Does spilling all this make me crazy or crazier? What is really real? This blog has a stream of consciousness flow and it’s not going to change anytime soon. I just wonder why it took me so long to do this. Therapy might actually be beneficial only I don’t want some person sitting there judging me. That’s what they do, therapists, psychologists, psychiatrists. Many say they don’t but they do. How do I know? Paranoia. I saw a woman once Katz I believe it was during the most disheartening breakup I had ever experienced and she was able to point out to me that I was bright and had good insight.

Yeah, so why the f*** do I want to be told that? It’s the relating to people that causes the problem, relating intimately anyway. I can have the most intellectual conversation with you until my hormones kick in and say take him or her for that matter. Then I just have to leave them alone. Can’t be around them any longer, can’t talk, concentrate or whatever. So how do you deal with that? What short of insight is there for that?

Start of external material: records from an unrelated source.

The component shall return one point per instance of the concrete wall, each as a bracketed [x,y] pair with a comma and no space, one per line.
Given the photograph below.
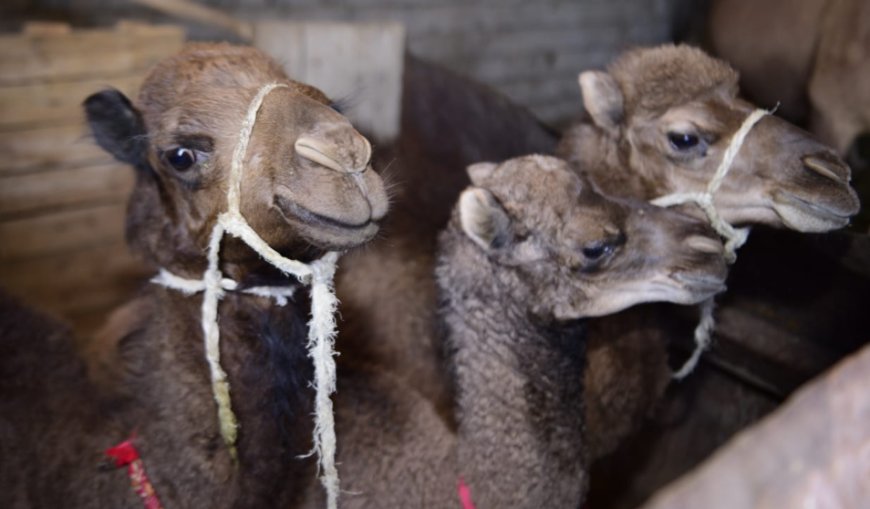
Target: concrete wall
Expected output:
[531,50]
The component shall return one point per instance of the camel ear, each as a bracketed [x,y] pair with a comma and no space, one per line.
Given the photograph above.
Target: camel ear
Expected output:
[602,98]
[483,219]
[117,126]
[479,172]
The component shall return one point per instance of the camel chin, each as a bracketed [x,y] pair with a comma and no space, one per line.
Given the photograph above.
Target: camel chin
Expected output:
[327,231]
[808,217]
[679,288]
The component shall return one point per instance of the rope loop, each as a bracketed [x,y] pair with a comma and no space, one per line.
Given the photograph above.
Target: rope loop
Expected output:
[734,237]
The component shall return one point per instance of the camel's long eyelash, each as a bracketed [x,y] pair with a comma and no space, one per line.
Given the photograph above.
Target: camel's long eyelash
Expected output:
[198,142]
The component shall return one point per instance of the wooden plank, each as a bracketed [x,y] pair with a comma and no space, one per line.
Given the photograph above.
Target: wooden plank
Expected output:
[46,57]
[77,281]
[44,103]
[31,193]
[49,147]
[61,232]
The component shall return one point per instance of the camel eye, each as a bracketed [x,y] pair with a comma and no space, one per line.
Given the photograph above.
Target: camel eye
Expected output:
[683,141]
[180,158]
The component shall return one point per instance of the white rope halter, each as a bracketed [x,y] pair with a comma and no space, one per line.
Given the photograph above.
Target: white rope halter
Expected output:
[321,328]
[734,237]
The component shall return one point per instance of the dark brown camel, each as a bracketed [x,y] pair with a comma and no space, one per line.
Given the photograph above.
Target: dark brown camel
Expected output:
[307,188]
[531,250]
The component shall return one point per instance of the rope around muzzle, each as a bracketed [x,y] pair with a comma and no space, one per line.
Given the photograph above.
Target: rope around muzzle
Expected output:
[734,237]
[321,327]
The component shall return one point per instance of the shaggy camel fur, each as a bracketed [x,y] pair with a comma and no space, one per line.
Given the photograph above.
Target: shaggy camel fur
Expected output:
[813,56]
[56,419]
[667,114]
[529,252]
[624,380]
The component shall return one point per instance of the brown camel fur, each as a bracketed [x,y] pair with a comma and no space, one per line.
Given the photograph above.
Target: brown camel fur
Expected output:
[626,376]
[667,114]
[529,252]
[56,419]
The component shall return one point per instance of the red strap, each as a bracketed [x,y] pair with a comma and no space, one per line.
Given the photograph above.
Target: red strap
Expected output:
[125,454]
[464,493]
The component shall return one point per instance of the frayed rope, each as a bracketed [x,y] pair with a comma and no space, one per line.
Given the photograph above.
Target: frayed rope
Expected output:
[321,328]
[734,237]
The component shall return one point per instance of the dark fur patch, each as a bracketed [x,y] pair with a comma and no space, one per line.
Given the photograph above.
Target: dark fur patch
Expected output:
[117,126]
[283,335]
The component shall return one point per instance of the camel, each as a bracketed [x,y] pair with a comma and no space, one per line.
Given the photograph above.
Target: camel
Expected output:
[308,188]
[529,252]
[667,114]
[625,378]
[819,77]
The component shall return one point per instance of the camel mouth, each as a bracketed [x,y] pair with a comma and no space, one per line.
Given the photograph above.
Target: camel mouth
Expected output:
[678,288]
[811,217]
[329,225]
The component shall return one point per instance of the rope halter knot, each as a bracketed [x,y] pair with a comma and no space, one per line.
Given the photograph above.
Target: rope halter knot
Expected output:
[734,237]
[321,328]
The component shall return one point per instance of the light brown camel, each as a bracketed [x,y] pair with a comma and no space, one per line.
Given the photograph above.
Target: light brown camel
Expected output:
[307,188]
[531,249]
[660,120]
[812,56]
[624,381]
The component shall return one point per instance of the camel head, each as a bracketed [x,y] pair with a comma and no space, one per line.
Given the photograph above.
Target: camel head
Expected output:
[307,183]
[668,114]
[559,247]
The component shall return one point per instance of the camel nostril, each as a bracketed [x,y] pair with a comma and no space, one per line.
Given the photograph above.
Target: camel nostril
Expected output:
[318,152]
[704,244]
[833,170]
[366,156]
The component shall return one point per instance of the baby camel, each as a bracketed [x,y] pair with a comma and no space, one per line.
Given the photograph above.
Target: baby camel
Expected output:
[660,121]
[530,251]
[307,189]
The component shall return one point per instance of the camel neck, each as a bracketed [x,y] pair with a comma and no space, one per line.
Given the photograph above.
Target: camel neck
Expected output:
[519,399]
[266,362]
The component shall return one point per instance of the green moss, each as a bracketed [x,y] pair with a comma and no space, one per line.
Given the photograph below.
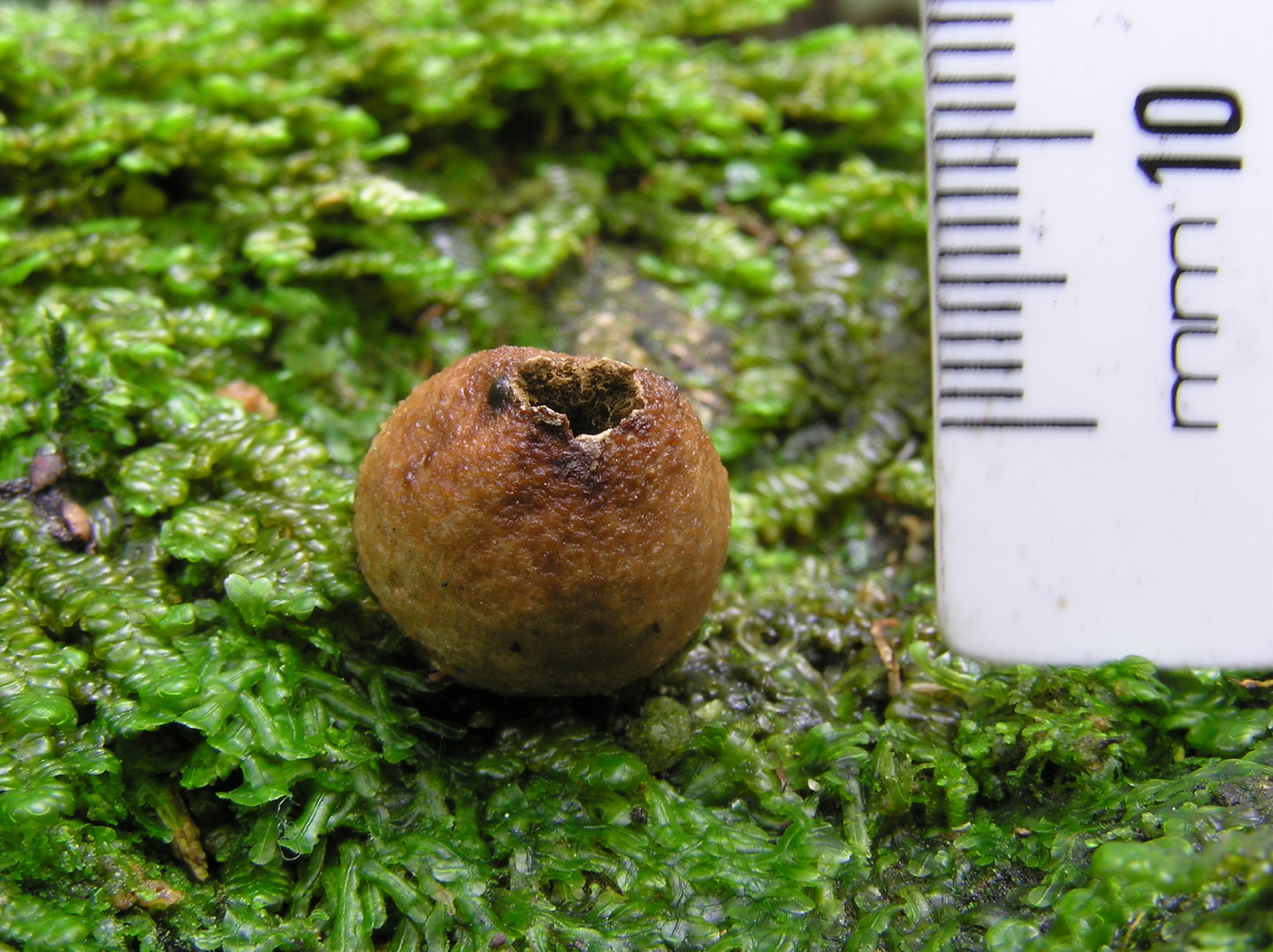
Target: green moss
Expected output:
[210,737]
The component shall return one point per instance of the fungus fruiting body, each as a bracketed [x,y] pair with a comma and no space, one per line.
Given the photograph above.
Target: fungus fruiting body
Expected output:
[541,523]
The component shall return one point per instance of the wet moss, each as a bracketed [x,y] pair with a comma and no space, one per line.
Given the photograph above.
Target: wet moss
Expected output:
[210,737]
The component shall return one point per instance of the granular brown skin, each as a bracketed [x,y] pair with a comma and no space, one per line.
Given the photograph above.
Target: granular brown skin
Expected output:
[530,561]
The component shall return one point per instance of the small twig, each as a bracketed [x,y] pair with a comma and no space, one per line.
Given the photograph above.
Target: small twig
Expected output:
[884,647]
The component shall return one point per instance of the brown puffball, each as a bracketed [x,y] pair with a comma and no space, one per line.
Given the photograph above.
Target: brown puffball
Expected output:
[543,523]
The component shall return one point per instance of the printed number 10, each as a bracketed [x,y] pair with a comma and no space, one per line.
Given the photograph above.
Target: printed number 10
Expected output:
[1152,165]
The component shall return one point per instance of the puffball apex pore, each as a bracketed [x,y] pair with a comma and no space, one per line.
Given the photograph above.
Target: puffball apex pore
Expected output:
[544,523]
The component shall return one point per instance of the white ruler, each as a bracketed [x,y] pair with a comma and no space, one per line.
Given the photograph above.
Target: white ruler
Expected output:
[1101,209]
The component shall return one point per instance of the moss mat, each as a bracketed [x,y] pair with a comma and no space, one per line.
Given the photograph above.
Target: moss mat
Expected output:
[234,233]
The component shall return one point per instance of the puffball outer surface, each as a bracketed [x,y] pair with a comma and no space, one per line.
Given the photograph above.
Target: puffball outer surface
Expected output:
[528,561]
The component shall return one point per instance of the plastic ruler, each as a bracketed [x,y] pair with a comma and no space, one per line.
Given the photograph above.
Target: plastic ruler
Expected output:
[1101,214]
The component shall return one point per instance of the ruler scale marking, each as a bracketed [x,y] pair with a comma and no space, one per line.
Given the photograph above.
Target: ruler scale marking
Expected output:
[1105,429]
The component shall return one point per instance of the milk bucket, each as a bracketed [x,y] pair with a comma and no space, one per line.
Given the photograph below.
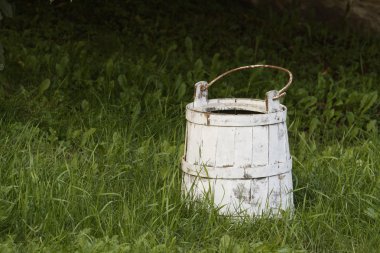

Rambling on here. I know and it’s not good because somewhere will be a record of me rambling. Remembering, sharing. How will my future mate feel about knowing that I might have talked about him on a blog? How will he react knowing that he triggered this remembering. How will the men that assaulted me feel? Why should I care how they feel?

I finally counted one night, I wrote down every name of every man I had ever been with, including my m*lesters.